Abstract T P226: Cilostazol Can Attenuate Oxidative Stress by Suppressing Nox2 on Neurons in Mice Permanent Focal Ischemia

Abstract

It has been reported that phosphodiesterase (PDE) 3 inhibitor cilostazol, which is used as an antiplatelet drug, could ameliorate ischemic brain injury. We aimed to investigate how cilostazol affected permanent focal ischemia. Male Balb/c mice were subjected to permanent middle cerebral artery occlusion. They were treated with cilostazol (10- mg/kg or 20-mg/kg) or vehicle 30 min and 24 h post-ischemia, and the infarct volume was assessed 48 h post-ischemia.

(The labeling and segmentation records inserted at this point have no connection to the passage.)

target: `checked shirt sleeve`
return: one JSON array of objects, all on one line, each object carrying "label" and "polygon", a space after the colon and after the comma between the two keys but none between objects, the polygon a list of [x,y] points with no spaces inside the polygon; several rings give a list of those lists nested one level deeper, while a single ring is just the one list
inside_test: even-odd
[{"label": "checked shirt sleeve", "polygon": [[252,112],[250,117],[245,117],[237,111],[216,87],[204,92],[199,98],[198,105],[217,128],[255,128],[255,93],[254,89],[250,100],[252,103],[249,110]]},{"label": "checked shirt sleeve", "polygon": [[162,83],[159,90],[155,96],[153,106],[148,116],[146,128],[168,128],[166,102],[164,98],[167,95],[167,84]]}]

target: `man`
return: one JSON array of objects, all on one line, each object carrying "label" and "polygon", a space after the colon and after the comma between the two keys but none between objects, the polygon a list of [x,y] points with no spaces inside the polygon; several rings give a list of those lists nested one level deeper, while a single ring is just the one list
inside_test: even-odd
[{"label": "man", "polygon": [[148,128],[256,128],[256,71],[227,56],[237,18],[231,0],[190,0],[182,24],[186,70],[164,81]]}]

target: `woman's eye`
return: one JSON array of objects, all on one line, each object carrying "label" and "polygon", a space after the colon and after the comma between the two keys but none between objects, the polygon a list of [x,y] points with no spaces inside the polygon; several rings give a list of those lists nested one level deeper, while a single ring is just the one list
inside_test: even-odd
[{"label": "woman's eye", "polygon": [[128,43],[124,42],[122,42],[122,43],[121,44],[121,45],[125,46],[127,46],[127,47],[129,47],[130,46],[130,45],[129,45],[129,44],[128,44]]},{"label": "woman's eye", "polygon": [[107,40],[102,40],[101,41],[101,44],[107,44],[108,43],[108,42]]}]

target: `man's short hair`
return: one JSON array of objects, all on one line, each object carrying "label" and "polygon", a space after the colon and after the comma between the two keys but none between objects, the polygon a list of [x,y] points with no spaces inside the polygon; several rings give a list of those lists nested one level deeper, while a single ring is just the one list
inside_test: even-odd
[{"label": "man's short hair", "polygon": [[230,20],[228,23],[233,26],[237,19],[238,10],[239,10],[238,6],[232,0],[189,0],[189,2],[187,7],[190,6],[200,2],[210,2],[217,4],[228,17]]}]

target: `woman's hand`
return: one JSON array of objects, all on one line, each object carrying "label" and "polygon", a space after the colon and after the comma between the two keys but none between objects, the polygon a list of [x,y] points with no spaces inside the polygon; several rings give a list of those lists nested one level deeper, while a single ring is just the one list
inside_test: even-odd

The animals treated with 20-mg/kg cilostazol or vehicle were sacrificed 6 h or 24 h post-ischemia, and then the immunohistochemistry was performed to the brain sections. We demonstrated that the treatment with 20- mg/kg cilostazol significantly reduced infarct volume (70.1% vs. vehicle group). Immunohistochemistry against 8-hydroxydeoxyguanosine (OHdG) showed that some neurons suffered from oxidative stress in peri-infarct 6 h post-ischemia. The treatment with cilostazol reduced the number of 8-OHdG-positive neurons significantly (65.8 ± 33.5% in vehicle group and 21.3 ± 9.9% in cilostazol group). Moreover, the number of NADPH oxidase (NOX) 2-positive neurons was also reduced significantly (57.0 ± 13.6% in vehicle group and 26.5 ± 16.7% in cilostazol group). On the other hand, immunohistochemistry against phosphorylated cyclic-AMP response element binding protein (pCREB) showed that the number of the pCREB-positive neurons in peri-infarct of the cilostazol-treated animals was significantly higher than in vehicle-treated ones 24 h post-ischemia. These findings suggested that cilostazol could have multi-mechanisms to ameliorate the tissue damage, one was to attenuate oxidative stress by suppressing NOX2 on ischemic neurons, and another was anti-apoptotic effect through the pathway of Akt/pCREB.